In particular, will it have the authority to push local people on reshaping and reconfiguring services? Many trusts in the 108 that have not made it through the Monitor hoops will fail because they are not going concerns in commercial terms, either clinically or financially. Will the body actually provide the leadership to shift and change the configuration of services at local level to produce more viable applications? Or will it just be a body that pushes for mergers and hopes for the best? The track record on mergers in the NHS is not a good one on reshaping services. They tend to be expensive, difficult to do and time consuming. We need more explanation from the Minister than is in the Explanatory Memorandum about what the new approaches will be from this body that justify setting it up and that will produce change.

I want to say a few words about London in particular. Among the 100 or so trusts that have not made it to FT status are some powerful players with international reputations, such as Imperial College, Barts and the Royal London. These are international bodies that have still not made it through the foundation trust application process. Will the new development trust have the authority to look around in London and answer some questions about why these powerful trusts have not been able to get through the process and satisfy Monitor that they can become foundation trusts?

Turning to a slightly different part of these regulations, I notice that the Government are now required to set up a replacement, in effect, for the NHS Appointments Commission. It is extraordinary that we should have spent time in this House getting rid of the Appointments Commission and then find that we have to set up another health authority to do its job. Why have the Government changed their mind on this? I understood the argument to be that the Health Secretary wanted to ensure that the right and appropriate people were appointed. What has caused the change of heart since the Public Bodies Bill and the department’s own arm’s-length body review to cause them to require these old functions on appointments to be put into this new body, which is a considerably different set of functions from strengthening the FT pipeline?

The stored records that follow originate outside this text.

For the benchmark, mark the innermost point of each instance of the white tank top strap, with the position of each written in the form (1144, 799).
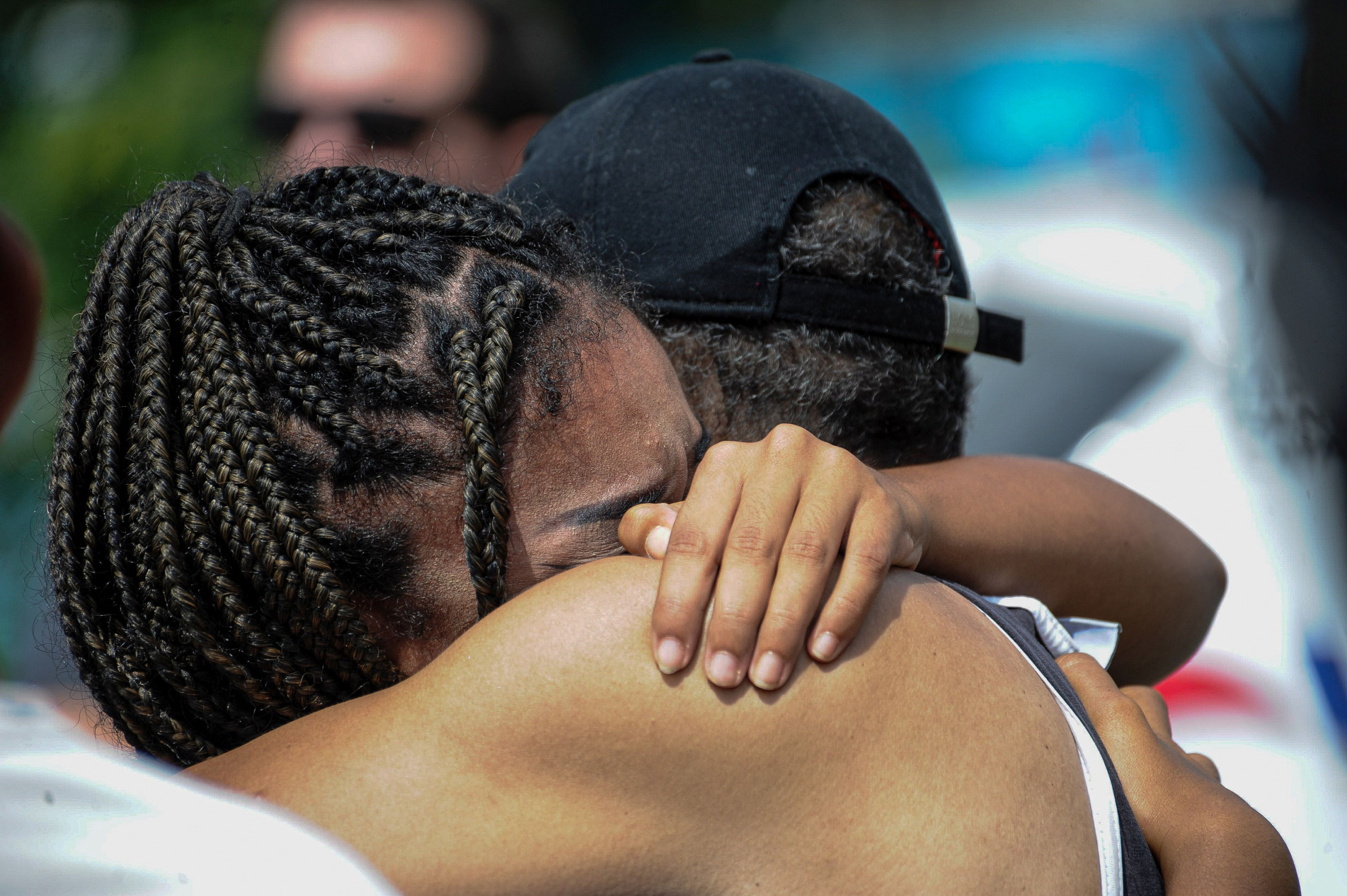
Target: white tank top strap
(1104, 808)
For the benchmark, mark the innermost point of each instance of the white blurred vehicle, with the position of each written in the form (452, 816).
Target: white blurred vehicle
(1151, 357)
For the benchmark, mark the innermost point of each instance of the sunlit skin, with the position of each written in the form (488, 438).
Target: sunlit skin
(544, 754)
(328, 61)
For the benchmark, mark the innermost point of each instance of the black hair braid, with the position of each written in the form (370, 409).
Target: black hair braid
(195, 584)
(480, 363)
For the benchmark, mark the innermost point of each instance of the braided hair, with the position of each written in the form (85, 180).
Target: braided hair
(240, 357)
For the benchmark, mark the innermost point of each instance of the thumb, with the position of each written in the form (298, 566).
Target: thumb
(644, 530)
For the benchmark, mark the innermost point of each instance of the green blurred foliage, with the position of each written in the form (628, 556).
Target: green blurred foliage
(180, 103)
(176, 101)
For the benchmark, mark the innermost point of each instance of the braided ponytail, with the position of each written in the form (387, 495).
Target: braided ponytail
(194, 577)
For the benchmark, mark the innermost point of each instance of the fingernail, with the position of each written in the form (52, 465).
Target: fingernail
(671, 657)
(826, 647)
(658, 544)
(723, 670)
(769, 672)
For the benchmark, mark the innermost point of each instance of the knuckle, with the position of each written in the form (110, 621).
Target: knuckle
(871, 560)
(735, 616)
(849, 605)
(834, 460)
(807, 547)
(787, 437)
(750, 544)
(687, 544)
(720, 454)
(677, 609)
(784, 619)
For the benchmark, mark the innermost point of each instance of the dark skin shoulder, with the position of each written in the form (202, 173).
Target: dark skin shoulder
(541, 754)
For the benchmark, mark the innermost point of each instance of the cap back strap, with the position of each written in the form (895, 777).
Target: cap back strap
(946, 321)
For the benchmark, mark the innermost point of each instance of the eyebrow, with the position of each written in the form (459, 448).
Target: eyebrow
(702, 444)
(613, 508)
(616, 507)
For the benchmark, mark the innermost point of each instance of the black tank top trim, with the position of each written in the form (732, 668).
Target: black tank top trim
(1140, 872)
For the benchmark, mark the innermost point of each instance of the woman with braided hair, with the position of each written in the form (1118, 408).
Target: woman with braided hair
(267, 399)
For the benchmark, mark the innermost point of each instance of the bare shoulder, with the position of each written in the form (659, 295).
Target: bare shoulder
(930, 739)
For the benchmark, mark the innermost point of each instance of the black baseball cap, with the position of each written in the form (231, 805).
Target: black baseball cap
(686, 177)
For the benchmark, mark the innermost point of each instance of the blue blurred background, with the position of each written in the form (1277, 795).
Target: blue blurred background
(1156, 186)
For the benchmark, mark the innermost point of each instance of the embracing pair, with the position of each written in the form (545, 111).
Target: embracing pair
(345, 466)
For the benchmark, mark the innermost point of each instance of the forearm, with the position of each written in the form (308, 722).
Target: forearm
(1077, 541)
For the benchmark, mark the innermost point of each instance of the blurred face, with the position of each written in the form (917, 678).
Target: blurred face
(360, 81)
(625, 437)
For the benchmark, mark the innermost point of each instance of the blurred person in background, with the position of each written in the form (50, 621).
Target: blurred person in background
(446, 89)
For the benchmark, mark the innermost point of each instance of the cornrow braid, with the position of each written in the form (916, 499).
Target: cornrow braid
(222, 333)
(478, 375)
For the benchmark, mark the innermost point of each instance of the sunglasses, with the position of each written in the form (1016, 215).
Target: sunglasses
(379, 128)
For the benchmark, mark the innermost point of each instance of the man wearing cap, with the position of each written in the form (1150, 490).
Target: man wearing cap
(806, 272)
(936, 756)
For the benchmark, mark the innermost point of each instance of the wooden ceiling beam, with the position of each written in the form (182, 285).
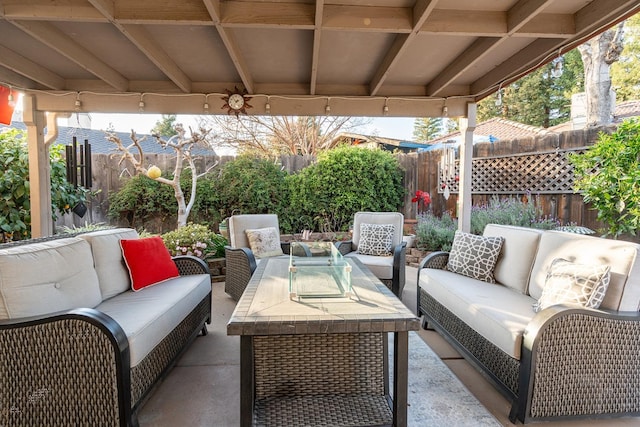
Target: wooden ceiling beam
(317, 39)
(462, 63)
(29, 69)
(56, 40)
(214, 7)
(421, 11)
(144, 42)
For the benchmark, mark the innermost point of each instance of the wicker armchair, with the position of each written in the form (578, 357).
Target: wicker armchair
(240, 260)
(389, 269)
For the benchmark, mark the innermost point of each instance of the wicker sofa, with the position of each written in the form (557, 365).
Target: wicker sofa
(564, 361)
(77, 346)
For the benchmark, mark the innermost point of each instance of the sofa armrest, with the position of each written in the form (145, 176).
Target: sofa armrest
(578, 361)
(344, 246)
(68, 368)
(188, 265)
(240, 265)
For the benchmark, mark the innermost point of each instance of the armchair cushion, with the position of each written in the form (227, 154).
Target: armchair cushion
(376, 239)
(474, 256)
(571, 283)
(264, 242)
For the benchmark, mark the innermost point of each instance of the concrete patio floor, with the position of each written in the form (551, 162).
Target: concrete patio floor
(177, 401)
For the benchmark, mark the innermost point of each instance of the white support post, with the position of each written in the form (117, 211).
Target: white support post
(39, 170)
(467, 127)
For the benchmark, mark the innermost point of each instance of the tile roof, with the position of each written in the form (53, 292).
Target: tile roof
(497, 129)
(99, 143)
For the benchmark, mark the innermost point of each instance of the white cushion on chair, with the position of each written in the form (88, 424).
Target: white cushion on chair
(239, 223)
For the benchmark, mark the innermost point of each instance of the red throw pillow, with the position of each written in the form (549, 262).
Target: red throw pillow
(148, 261)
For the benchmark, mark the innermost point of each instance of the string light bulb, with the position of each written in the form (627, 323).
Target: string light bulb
(11, 101)
(141, 104)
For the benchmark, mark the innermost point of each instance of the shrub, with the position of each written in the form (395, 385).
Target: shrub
(433, 233)
(436, 234)
(509, 211)
(195, 239)
(141, 200)
(608, 175)
(345, 180)
(15, 207)
(252, 185)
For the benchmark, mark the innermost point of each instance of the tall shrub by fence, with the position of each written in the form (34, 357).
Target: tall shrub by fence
(534, 169)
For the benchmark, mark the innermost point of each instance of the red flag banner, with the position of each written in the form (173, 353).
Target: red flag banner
(6, 109)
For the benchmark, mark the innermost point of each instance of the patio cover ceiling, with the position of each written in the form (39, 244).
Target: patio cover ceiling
(297, 56)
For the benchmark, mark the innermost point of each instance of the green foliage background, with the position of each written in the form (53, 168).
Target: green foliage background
(15, 214)
(345, 180)
(608, 175)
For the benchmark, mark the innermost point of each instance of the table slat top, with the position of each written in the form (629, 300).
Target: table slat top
(266, 308)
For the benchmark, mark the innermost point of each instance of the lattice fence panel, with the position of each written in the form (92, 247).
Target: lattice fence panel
(538, 173)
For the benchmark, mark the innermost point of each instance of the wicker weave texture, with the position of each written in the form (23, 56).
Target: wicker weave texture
(238, 273)
(149, 370)
(587, 365)
(500, 364)
(323, 411)
(63, 373)
(319, 364)
(320, 380)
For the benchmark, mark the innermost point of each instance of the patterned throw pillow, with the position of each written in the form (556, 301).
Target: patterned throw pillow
(264, 242)
(376, 239)
(570, 283)
(474, 256)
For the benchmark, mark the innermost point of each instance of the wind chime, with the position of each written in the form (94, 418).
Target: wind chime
(79, 169)
(448, 172)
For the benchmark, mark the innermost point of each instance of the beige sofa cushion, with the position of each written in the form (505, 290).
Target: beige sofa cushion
(496, 312)
(623, 292)
(149, 315)
(519, 248)
(113, 275)
(42, 278)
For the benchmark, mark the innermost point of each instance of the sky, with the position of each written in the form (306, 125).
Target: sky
(389, 127)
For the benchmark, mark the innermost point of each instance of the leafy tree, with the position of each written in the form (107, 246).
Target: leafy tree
(15, 207)
(608, 175)
(165, 126)
(540, 98)
(597, 56)
(345, 180)
(427, 128)
(182, 145)
(625, 73)
(275, 135)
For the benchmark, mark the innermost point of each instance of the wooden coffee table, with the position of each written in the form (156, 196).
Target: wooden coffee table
(320, 361)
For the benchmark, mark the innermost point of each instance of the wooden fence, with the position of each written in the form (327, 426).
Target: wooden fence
(535, 169)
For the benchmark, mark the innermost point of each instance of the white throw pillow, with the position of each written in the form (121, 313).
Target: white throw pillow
(571, 283)
(376, 239)
(264, 242)
(474, 256)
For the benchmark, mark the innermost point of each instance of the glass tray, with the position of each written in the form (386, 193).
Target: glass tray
(318, 270)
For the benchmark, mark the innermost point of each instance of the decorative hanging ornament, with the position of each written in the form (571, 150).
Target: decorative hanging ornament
(7, 104)
(236, 101)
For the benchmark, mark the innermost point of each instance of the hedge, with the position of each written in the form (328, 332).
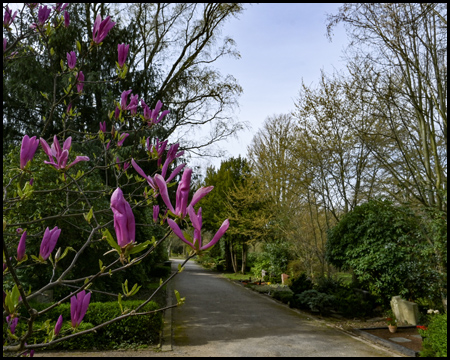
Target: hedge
(137, 330)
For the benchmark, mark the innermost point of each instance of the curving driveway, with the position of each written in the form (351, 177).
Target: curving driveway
(220, 318)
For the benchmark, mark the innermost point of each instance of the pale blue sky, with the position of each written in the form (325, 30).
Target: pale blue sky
(280, 44)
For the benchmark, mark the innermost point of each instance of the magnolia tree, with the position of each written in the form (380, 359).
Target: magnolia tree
(68, 180)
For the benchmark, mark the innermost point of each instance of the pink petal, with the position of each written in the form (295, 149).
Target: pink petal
(162, 186)
(177, 231)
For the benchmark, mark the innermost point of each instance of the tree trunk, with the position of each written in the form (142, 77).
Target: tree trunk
(233, 258)
(244, 258)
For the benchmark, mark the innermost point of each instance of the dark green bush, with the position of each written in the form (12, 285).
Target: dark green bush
(316, 301)
(434, 343)
(284, 296)
(143, 329)
(301, 284)
(350, 302)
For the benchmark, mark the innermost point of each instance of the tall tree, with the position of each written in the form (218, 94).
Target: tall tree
(172, 48)
(399, 65)
(231, 174)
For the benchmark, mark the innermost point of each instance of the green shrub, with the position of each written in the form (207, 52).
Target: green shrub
(349, 301)
(434, 343)
(284, 296)
(142, 329)
(301, 284)
(316, 301)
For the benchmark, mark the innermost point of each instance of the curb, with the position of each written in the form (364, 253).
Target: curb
(166, 336)
(386, 343)
(357, 334)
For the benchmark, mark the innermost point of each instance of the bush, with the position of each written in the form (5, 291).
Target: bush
(301, 284)
(132, 330)
(349, 301)
(315, 301)
(283, 296)
(434, 343)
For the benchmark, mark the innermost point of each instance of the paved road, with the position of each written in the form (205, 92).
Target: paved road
(220, 318)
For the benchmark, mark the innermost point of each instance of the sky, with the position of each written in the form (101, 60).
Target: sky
(280, 44)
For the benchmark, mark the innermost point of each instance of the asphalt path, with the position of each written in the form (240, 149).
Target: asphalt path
(221, 318)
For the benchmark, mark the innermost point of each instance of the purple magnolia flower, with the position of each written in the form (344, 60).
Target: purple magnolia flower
(49, 242)
(78, 307)
(117, 113)
(155, 213)
(122, 139)
(124, 222)
(9, 17)
(12, 323)
(182, 193)
(66, 19)
(61, 155)
(58, 325)
(171, 156)
(152, 115)
(142, 173)
(71, 59)
(149, 179)
(21, 246)
(59, 7)
(123, 52)
(132, 106)
(43, 15)
(27, 150)
(159, 147)
(80, 80)
(101, 29)
(196, 220)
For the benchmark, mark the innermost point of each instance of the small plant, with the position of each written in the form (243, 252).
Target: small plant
(301, 284)
(391, 319)
(434, 343)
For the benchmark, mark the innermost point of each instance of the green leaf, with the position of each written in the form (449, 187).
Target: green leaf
(134, 290)
(107, 235)
(88, 217)
(140, 247)
(180, 300)
(66, 250)
(125, 287)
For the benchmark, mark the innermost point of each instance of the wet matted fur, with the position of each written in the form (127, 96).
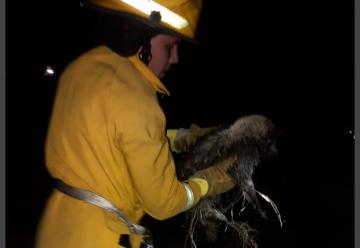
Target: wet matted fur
(250, 139)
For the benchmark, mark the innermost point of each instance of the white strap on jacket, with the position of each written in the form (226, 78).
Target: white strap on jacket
(189, 195)
(92, 198)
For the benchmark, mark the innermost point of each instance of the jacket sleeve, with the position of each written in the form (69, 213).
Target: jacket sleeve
(141, 136)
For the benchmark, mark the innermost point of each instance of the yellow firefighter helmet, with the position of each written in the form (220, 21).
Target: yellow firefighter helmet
(177, 17)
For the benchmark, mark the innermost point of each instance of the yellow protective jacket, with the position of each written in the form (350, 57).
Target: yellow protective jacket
(107, 134)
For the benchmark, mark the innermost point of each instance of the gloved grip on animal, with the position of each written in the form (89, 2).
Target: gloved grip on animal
(246, 142)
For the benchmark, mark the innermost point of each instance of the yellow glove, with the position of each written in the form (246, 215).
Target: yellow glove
(185, 138)
(214, 180)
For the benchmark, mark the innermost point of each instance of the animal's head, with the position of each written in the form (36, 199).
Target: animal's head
(259, 129)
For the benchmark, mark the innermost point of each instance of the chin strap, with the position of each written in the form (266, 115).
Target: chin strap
(145, 53)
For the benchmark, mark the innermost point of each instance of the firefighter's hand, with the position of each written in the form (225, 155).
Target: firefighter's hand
(216, 177)
(185, 138)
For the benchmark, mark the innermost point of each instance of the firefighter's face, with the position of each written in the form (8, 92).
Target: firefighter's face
(164, 53)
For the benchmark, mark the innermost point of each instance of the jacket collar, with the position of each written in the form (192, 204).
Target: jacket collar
(149, 75)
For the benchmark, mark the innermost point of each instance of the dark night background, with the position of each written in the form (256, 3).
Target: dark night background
(289, 60)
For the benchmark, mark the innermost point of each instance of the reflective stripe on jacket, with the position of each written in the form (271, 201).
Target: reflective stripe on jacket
(107, 135)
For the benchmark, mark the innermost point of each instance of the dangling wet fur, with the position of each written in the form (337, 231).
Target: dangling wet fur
(249, 139)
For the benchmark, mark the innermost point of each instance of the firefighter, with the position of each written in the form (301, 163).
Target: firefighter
(107, 144)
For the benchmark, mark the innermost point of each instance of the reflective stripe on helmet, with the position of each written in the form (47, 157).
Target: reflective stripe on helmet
(167, 16)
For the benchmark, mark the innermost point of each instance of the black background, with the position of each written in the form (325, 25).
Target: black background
(289, 60)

A couple of areas in the Explanatory Memorandum are very difficult to understand. This issue impinges on the timescales that my noble friend outlined. Paragraph 31 quotes the recent NAO report, which identified 139 foundation trusts established since the 2003 enabling legislation was passed and 108 trusts that have not made it yet. But if we compare that with paragraph 19 of the impact assessment, we find that,

“only by exceptional agreement made after close scrutiny of financial and clinical feasibility will they be allowed to continue in existence past this date”.

That date is April 2014. If we discount the 20 or so trusts that have been accepted by the Government as non-viable as foundation trusts, we are left with 88 trusts that are somehow going either to become foundation trusts by April 2014 or, in the wording of paragraph 19, they will not be allowed to continue in their current existence.